# Bruce Lee Plays Ping Pong with Nunchuka



## Terrormaster (Sep 27, 2007)

A shame the man died, he truly was awesome.


----------



## RoxyBlue (Oct 6, 2008)

That's pretty amazing.

One of my brothers tried to show me how good he was with nunchuks once. He smacked me up side the head by accident. Needless to say, he was not nearly as good as Bruce Lee.


----------



## sharpobject (May 7, 2008)

Very impressive.


----------



## Spooky1 (Aug 25, 2008)

Amazing, I wouldn't have believe it, if I hadn't seen it.


----------



## Brad Green (Jul 29, 2004)

No small wonder why, over 30 years after his death, you still can't pick up a martial arts magazine that doesn't have at least one Bruce Lee picture or article in it.

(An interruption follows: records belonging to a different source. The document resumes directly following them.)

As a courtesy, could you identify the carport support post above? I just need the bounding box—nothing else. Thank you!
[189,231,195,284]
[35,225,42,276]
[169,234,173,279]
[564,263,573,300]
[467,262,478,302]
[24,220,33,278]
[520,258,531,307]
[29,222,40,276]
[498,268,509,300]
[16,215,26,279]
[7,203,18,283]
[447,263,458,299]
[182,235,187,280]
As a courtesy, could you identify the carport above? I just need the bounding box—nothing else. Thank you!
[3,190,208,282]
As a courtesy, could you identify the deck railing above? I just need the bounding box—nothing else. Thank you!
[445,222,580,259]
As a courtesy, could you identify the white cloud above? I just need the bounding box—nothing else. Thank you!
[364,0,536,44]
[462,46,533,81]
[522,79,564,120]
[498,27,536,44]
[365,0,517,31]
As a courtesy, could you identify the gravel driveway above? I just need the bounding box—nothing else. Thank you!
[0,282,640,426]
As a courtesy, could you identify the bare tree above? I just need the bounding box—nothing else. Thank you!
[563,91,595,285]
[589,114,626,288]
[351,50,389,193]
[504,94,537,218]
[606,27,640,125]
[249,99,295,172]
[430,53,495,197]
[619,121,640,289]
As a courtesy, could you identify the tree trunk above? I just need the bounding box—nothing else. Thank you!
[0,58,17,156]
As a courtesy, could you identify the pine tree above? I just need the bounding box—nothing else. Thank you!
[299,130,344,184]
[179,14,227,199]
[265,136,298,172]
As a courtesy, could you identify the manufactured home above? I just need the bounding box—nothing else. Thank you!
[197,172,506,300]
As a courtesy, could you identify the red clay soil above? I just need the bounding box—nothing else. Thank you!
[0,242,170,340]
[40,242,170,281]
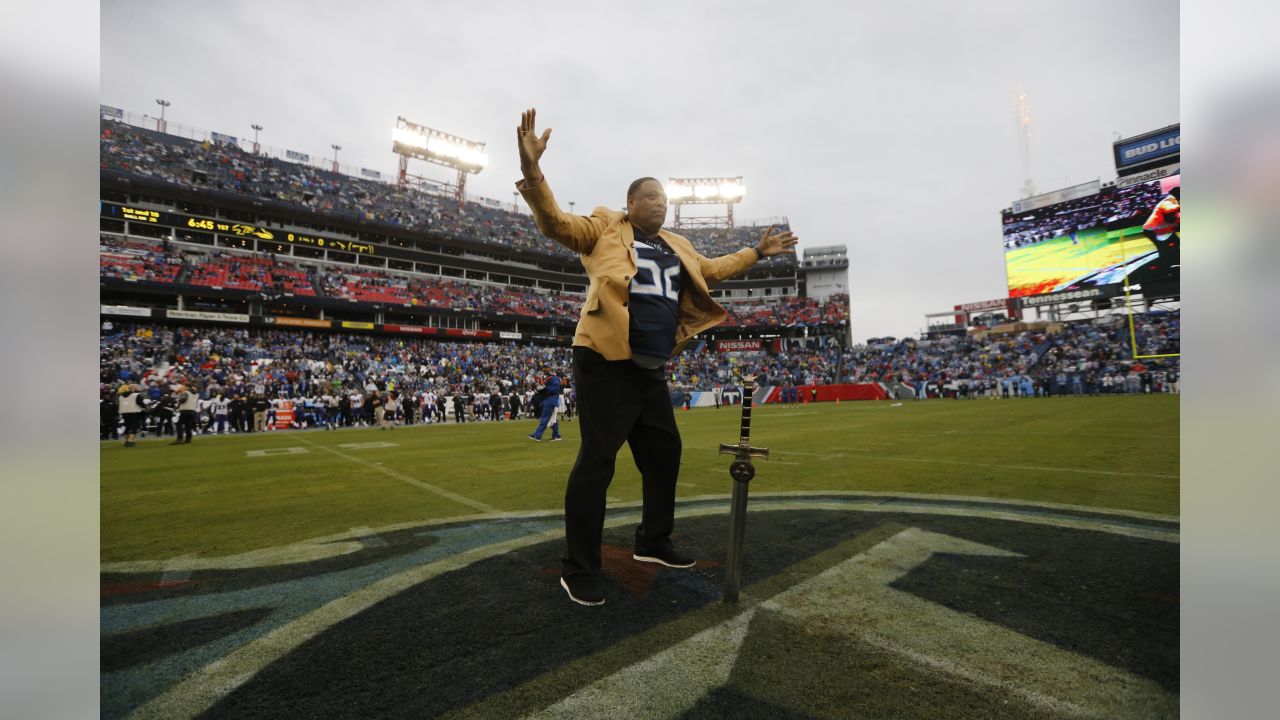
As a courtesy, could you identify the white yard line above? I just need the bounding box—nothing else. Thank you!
[297,437,498,512]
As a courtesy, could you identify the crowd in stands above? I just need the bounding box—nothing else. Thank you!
[99,118,794,266]
[1004,182,1161,250]
[99,311,1180,430]
[676,222,796,269]
[99,233,849,327]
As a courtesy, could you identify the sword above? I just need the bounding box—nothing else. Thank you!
[719,375,769,602]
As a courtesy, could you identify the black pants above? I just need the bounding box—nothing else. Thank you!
[562,347,681,577]
[178,410,196,442]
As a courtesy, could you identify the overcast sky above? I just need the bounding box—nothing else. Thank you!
[101,0,1179,341]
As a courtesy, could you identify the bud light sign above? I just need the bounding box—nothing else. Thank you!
[1112,126,1183,172]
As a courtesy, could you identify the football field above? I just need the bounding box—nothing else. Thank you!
[100,395,1180,720]
[101,395,1179,562]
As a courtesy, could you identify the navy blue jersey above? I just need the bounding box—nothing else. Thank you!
[627,232,682,368]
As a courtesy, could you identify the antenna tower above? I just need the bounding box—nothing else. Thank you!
[1014,88,1036,197]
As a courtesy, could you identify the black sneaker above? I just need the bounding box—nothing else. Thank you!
[631,543,695,568]
[561,575,604,605]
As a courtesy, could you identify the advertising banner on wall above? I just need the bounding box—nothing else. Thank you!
[165,310,248,323]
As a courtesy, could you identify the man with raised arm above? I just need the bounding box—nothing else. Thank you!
[516,105,797,605]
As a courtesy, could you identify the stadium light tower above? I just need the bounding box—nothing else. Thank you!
[667,176,746,228]
[156,97,173,132]
[392,118,489,201]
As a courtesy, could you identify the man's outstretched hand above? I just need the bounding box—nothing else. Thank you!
[755,225,800,258]
[516,108,552,182]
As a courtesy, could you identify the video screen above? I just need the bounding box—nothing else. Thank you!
[1002,174,1181,297]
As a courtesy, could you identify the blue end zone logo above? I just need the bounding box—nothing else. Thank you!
[101,492,1179,720]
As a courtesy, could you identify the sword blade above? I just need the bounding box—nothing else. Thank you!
[737,379,755,447]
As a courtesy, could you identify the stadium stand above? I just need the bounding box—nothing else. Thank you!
[99,118,795,263]
[100,311,1180,435]
[99,233,849,328]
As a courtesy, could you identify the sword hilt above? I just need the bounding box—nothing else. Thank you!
[719,375,769,483]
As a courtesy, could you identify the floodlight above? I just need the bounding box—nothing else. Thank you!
[392,128,426,149]
[667,176,746,228]
[392,117,489,200]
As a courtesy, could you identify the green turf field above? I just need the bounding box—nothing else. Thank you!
[1005,227,1153,297]
[101,395,1179,562]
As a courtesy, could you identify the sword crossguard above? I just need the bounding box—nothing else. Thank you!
[719,442,769,460]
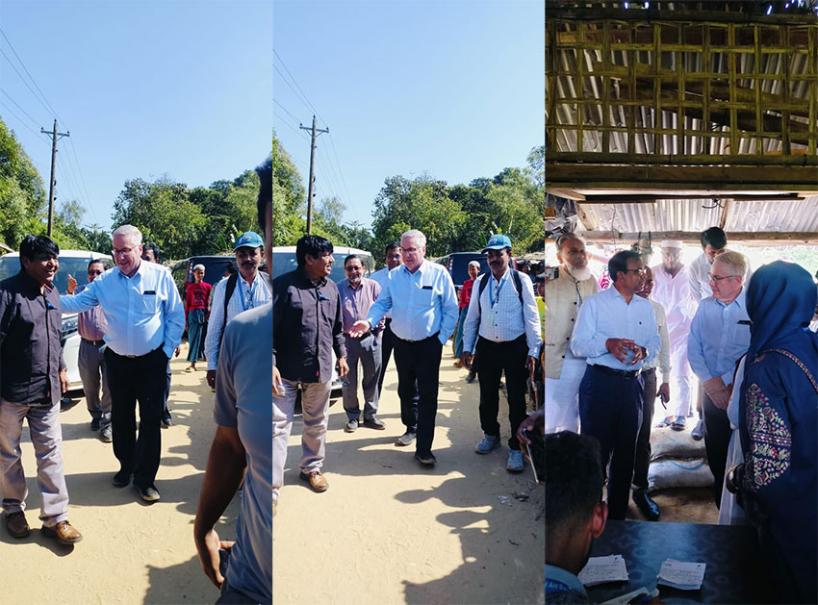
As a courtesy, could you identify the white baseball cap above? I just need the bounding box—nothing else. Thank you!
[659,239,684,250]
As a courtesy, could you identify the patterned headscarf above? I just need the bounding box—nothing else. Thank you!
[747,261,818,360]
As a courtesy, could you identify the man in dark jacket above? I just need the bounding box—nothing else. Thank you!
[273,235,349,498]
[0,235,82,544]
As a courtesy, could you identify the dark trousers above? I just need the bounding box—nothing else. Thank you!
[395,334,443,455]
[702,392,732,508]
[105,347,168,487]
[579,366,643,520]
[477,335,528,450]
[633,368,657,489]
[378,317,396,396]
[162,359,170,416]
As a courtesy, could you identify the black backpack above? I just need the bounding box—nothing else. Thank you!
[219,271,268,348]
[477,267,523,320]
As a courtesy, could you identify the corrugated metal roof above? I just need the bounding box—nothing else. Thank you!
[582,196,818,233]
[546,1,818,233]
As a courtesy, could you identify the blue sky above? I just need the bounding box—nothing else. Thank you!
[273,0,544,226]
[0,0,273,229]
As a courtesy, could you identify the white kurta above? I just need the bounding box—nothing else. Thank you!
[651,265,698,417]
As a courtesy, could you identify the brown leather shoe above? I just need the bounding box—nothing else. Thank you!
[300,471,329,494]
[40,521,82,544]
[6,511,31,539]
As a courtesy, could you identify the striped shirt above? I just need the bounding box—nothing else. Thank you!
[205,271,273,370]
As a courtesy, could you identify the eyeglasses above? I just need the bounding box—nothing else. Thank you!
[707,273,739,283]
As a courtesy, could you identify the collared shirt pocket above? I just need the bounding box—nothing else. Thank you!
[139,290,159,315]
[415,286,435,307]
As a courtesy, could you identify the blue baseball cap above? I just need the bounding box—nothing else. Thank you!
[481,233,511,254]
[233,231,264,252]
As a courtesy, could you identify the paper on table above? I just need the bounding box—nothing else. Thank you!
[657,559,707,590]
[578,555,628,586]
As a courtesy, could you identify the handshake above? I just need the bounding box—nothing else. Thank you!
[349,319,371,338]
[702,376,733,410]
[605,338,648,365]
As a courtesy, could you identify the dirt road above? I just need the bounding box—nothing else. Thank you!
[0,347,239,605]
[273,356,545,605]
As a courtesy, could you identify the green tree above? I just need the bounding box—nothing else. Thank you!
[113,179,207,258]
[0,119,46,249]
[373,175,466,257]
[273,133,306,246]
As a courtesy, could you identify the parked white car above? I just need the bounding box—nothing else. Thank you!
[0,250,113,391]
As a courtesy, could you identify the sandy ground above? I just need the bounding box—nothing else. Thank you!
[273,356,545,605]
[0,347,239,605]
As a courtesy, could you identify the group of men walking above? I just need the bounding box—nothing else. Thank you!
[545,227,749,520]
[273,230,541,506]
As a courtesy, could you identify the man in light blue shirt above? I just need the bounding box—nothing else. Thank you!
[461,234,542,473]
[193,158,270,605]
[60,225,185,502]
[571,250,660,519]
[687,251,750,506]
[350,229,457,466]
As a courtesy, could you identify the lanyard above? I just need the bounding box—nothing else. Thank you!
[489,273,508,309]
[239,278,257,311]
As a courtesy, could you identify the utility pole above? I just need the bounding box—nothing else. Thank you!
[298,115,329,235]
[40,119,71,237]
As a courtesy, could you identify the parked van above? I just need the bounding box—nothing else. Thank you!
[0,250,114,391]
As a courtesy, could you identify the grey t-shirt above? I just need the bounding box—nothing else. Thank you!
[213,303,273,603]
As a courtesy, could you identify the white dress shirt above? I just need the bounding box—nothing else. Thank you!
[369,267,390,319]
[687,288,750,384]
[60,261,185,359]
[463,269,542,357]
[643,299,671,384]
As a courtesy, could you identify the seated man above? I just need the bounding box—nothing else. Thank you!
[545,431,608,605]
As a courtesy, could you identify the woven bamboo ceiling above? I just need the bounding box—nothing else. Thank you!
[546,0,818,241]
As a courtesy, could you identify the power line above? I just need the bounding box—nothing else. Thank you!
[68,139,91,208]
[273,63,310,118]
[273,49,316,117]
[0,99,47,143]
[0,48,51,119]
[273,49,351,205]
[273,99,298,122]
[273,108,310,141]
[329,134,352,201]
[0,28,91,212]
[0,28,63,122]
[0,88,40,127]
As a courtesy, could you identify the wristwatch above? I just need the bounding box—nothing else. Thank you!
[724,464,744,494]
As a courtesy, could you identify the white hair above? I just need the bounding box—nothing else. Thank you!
[400,229,426,246]
[713,249,747,276]
[111,225,142,246]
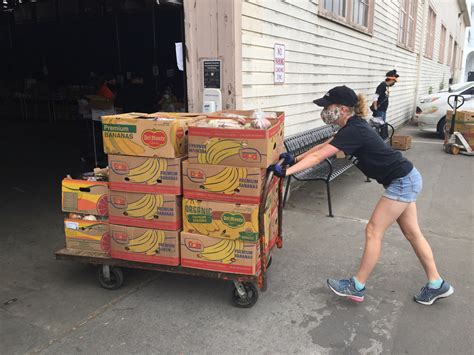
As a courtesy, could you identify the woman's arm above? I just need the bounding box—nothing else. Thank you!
[286,143,339,176]
[296,137,334,162]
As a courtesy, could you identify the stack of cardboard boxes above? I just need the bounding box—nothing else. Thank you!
[181,111,284,274]
[61,178,110,255]
[102,113,202,266]
[446,110,474,149]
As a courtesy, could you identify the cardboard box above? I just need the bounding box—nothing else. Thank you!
[183,160,272,204]
[109,191,182,230]
[102,112,205,158]
[61,179,109,216]
[183,184,278,243]
[188,111,285,168]
[109,155,182,195]
[180,232,261,275]
[64,218,110,255]
[392,135,411,150]
[110,224,180,266]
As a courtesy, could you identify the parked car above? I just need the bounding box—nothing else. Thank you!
[416,82,474,138]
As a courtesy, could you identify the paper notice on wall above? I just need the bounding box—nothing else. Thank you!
[174,42,184,71]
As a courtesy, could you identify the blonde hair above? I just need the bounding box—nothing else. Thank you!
[349,94,369,117]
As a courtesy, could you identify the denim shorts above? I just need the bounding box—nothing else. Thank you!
[383,168,423,202]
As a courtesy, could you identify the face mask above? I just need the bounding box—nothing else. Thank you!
[321,107,341,124]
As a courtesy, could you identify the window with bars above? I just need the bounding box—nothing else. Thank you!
[398,0,418,50]
[319,0,374,33]
[439,25,446,64]
[425,6,436,58]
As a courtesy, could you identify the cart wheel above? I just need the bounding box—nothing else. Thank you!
[232,282,258,308]
[97,265,123,290]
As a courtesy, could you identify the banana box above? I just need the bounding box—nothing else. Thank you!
[102,112,204,158]
[109,191,182,230]
[110,224,180,266]
[183,160,266,204]
[183,191,278,242]
[61,179,109,216]
[64,218,110,255]
[109,155,182,195]
[188,111,285,168]
[180,232,260,275]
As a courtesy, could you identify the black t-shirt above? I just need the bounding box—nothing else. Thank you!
[375,81,390,111]
[330,116,413,185]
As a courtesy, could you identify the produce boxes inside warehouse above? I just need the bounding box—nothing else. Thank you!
[181,111,284,275]
[102,113,204,266]
[61,170,110,255]
[446,110,474,149]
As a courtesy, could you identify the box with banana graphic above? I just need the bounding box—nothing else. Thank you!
[102,112,205,158]
[110,224,180,266]
[183,161,266,204]
[109,191,182,230]
[183,188,278,242]
[64,218,110,255]
[61,178,109,216]
[180,232,276,275]
[109,154,183,195]
[188,111,285,168]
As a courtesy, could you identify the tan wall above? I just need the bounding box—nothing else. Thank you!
[184,0,242,112]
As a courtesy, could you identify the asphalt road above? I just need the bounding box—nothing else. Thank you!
[0,122,474,355]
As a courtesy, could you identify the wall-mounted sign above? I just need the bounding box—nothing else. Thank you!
[273,44,285,84]
[202,59,222,89]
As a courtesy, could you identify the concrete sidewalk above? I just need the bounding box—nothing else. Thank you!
[0,121,474,354]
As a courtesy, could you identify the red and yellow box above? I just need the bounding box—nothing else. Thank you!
[110,224,180,266]
[102,112,205,158]
[61,179,109,216]
[109,191,182,230]
[64,218,110,255]
[109,154,183,195]
[183,160,266,204]
[188,111,285,168]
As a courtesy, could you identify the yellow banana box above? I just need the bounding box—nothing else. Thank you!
[109,155,183,195]
[61,179,109,216]
[102,112,205,158]
[180,232,261,275]
[188,111,285,168]
[109,191,182,231]
[183,185,278,242]
[64,218,110,255]
[110,224,180,266]
[183,160,274,204]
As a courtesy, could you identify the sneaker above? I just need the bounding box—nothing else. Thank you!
[415,281,454,306]
[327,278,365,302]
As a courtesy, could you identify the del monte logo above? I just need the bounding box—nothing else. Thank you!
[142,129,168,149]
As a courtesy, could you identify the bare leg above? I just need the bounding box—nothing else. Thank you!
[356,197,409,284]
[397,202,441,281]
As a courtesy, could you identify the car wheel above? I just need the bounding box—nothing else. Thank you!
[436,116,446,139]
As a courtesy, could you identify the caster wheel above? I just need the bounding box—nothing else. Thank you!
[267,256,273,270]
[232,282,258,308]
[97,265,123,290]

The guy was freakin amazing!


----------



## Revenant (Mar 17, 2007)

I've read that in his movies he had to slow his movements down so the camera could get them... his punches were so fast that a regular 24fps camera would only capture a blur and you couldn't actually see his arm move


----------



## pyro (Oct 7, 2006)

Revenant said:


> I've read that in his movies he had to slow his movements down so the camera could get them... his punches were so fast that a regular 24fps camera would only capture a blur and you couldn't actually see his arm move


this is true--


----------



## Sickie Ickie (Jun 20, 2006)

Frickin' Amazing!


----------